The chairman of the House Energy and Commerce Committee, Republican Rep. Fred Upton of Michigan, said "the American public deserves answers. VW needs to come clean."

Separately, German prosecutors searched VW headquarters in Wolfsburg and other locations Thursday seeking material that would help clarify who was responsible for the cheating. The searches were intended to "secure documents and data storage devices" that could identify those involved in the alleged manipulation and explain how it was carried out, prosecutors said in a statement.

It was unclear what the device found in some VW models does. Liz Purchia, a spokeswoman for the Environmental Protection Agency, said VW recently gave the agency information on an "auxiliary emissions control device." The EPA and California Air Resources Board are investigating "the nature and purpose" of the device, she said.

The company said such devices can sense engine performance, road speed "and any other parameter for activating, modulating, delaying or deactivating" emissions controls.

The lack of certification is bad news for American VW dealers, who were hoping to put the new models on sale soon. For some dealerships, the diesel models accounted for about one-third of sales.

Tom Backer, general manager of Lash Volkswagen in White Plains, New York, said his dealership already had lost three deals with potential buyers because he could not get the new cars. "It's definitely a stain on the brand's image," he said.

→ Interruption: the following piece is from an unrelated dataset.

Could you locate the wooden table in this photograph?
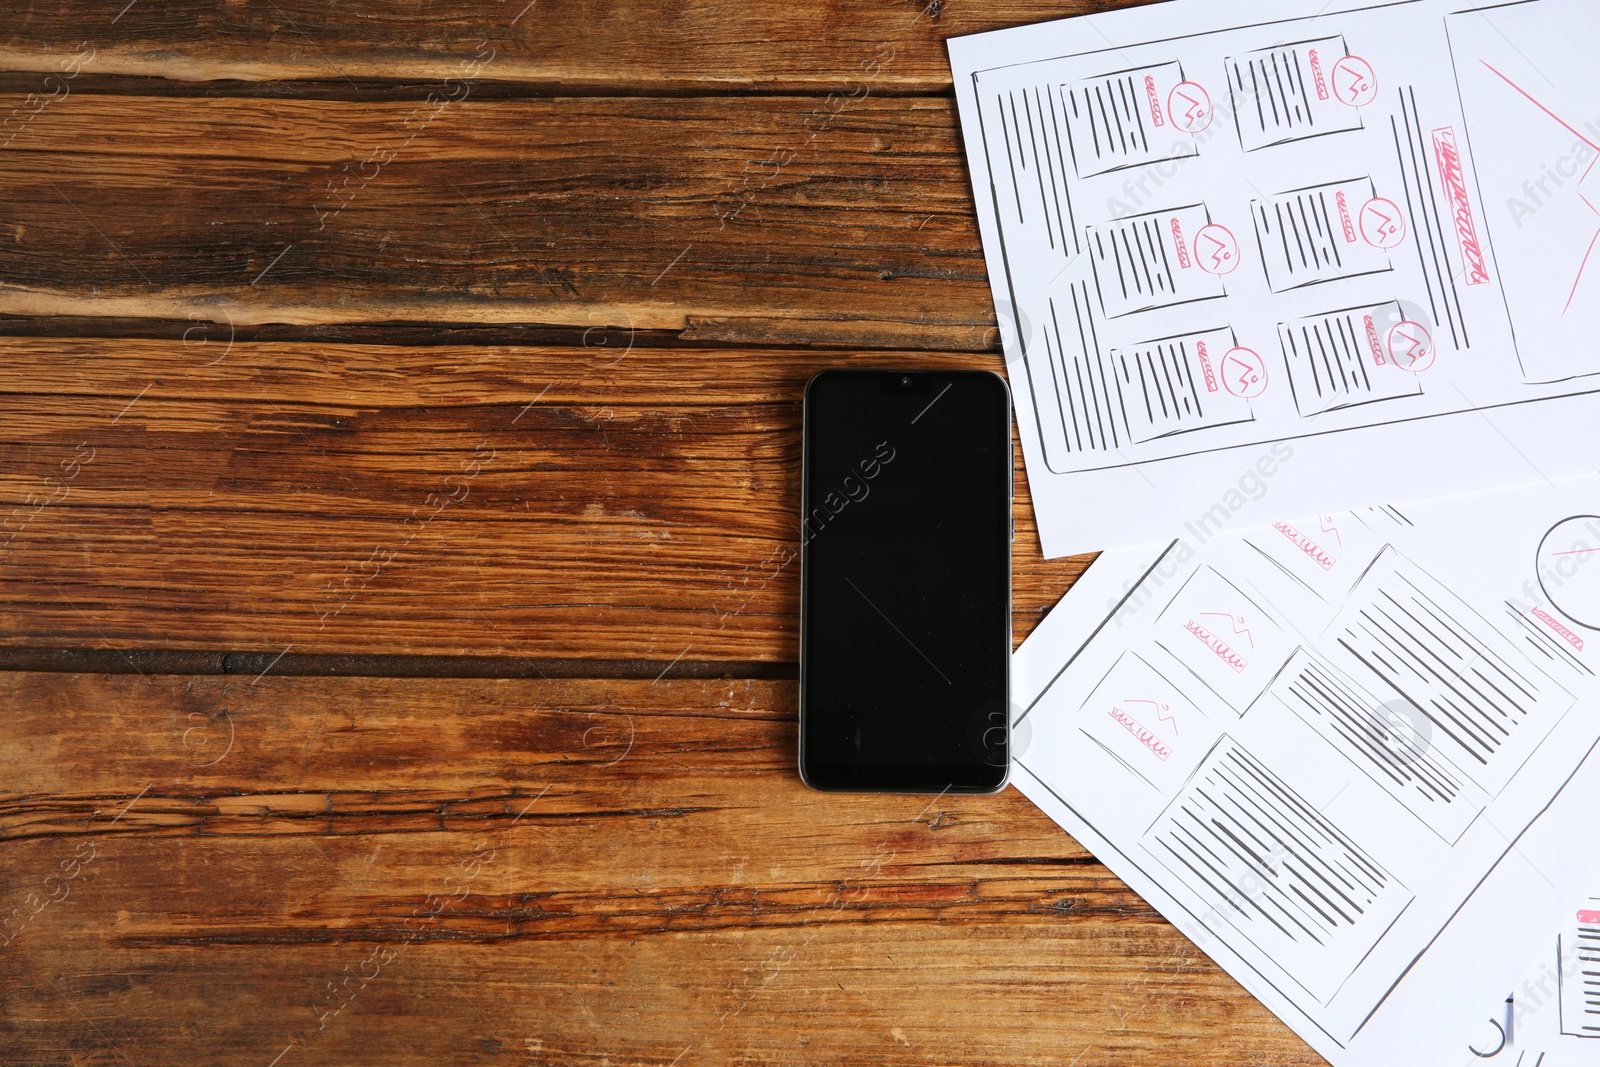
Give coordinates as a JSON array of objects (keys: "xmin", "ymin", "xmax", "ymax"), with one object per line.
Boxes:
[{"xmin": 0, "ymin": 2, "xmax": 1325, "ymax": 1062}]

Horn, a 51-year-old German and veteran VW manager who took the reins of the brand's American subsidiary last year, intended to tell lawmakers that he learned about the cheating software "over the past several weeks," VW spokeswoman Jeannine Ginivan said.

'I did not think that something like this was possible at the Volkswagen Group," Horn said in his prepared remarks. "We have broken the trust of our customers, dealerships, and employees, as well as the public and regulators."

Also scheduled to testify were EPA officials who oversee emissions testing and compliance with clean air rules.

VW first acknowledged the deception to U.S. regulators on Sept. 3. That was more than a year after researchers at West Virginia University published a study showing the real-world emissions of the company's Jetta and Passat models were far higher than allowed. The same cars had met emissions standards when tested in the lab.

VW was able to fool the EPA because the agency only tested the cars on treadmill-like devices called dynamometers and did not use portable test equipment on real roads. The software in the cars' engine-control computers determined when dynamometer tests were under way. It then turned on pollution controls that reduced the output of nitrogen oxides that contribute to smog and other pollution, the EPA has said.

Only when the EPA and California regulators refused to approve VW's 2016 diesel models for sale did the company admit earlier what it had done.

Though VW and U.S. regulators have not yet announced a fix for illegal emissions under a nationwide recall, Horn was prepared to the company was "determined to make things right."